CREATE TABLE `test`.`test_broken_replication` (
`id` INT NOT NULL
) ENGINE = MYISAM ;

This creates the new table 'test_broken_replication' on the slave in database 'test' instead of 'mirror_test'.
[4 May 2013 5:39] Lucian Kafka
A consequence of this is that the replication breaks and the slave stops as soon as we insert any record in the newly created table on the master.
[4 May 2013 7:19] MySQL Verification Team
The manual says: "Tells the slave to translate the default database (that is, the one selected by USE) to to_name if it was from_name on the master."

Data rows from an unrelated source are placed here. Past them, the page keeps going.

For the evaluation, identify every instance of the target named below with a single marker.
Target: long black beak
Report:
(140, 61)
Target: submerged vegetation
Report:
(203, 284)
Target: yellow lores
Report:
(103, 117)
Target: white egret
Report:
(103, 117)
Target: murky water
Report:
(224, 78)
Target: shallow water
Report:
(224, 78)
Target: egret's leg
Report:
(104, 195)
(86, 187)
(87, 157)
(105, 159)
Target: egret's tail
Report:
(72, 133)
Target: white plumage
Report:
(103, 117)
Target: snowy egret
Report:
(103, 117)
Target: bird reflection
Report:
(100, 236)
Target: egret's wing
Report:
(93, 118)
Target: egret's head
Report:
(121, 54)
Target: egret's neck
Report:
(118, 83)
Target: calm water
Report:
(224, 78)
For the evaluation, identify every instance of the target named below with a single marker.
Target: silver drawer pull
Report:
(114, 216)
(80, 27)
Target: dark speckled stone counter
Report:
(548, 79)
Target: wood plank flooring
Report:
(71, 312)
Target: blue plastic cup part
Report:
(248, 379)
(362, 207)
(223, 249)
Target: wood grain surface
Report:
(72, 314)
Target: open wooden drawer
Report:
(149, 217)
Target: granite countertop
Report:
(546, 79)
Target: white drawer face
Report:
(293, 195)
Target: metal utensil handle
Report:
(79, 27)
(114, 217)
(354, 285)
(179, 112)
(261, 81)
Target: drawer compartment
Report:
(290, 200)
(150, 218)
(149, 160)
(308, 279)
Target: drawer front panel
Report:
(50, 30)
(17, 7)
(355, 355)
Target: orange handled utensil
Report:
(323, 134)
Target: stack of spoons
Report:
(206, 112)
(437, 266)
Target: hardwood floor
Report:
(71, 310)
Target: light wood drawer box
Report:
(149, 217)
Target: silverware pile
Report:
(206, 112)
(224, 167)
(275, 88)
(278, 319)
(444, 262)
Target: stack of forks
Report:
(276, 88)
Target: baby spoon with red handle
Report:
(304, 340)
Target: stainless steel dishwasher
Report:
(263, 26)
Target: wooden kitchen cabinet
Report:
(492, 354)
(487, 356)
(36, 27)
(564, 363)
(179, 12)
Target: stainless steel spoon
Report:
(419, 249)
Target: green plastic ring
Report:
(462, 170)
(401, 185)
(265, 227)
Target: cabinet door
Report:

I suppose you should try testing like this? 
----
USE `test`;
CREATE TABLE `test_broken_replication` (
`id` INT NOT NULL
) ENGINE = MYISAM ;
----
[4 May 2013 7:46] Lucian Kafka
The create operation was initiated from phpmyadmin. I understand your manual quote, however, it may make sense for the full scope to work as well.
[4 May 2013 8:56] Lucian Kafka
Actually re: previous comments - all queries work without explicit use of select - ie. INSERT databasename.table is fine. It is just the CREATE function that fails. In a complex replication/application it is not practical to 'USE' each database being used in a single connection.
[7 May 2013 19:35] Sveta Smirnova
Thank you for taking the time to write to us, but this is not a bug. Please double-check the documentation available at http://dev.mysql.com/doc/ and the instructions on
how to report a bug at http://bugs.mysql.com/how-to-report.php

Please read at http://dev.mysql.com/doc/refman/5.1/en/replication-options-slave.html#option_mysqld_replic...:

--replicate-rewrite-db=from_name->to_name
...
Tells the slave to translate the default database (that is, the one selected by USE) to to_name if it was from_name on the master. Only statements involving tables are affected (not statements such as CREATE DATABASE, DROP DATABASE, and ALTER DATABASE), and only if from_name is the default database on the master. This does not work for cross-database updates.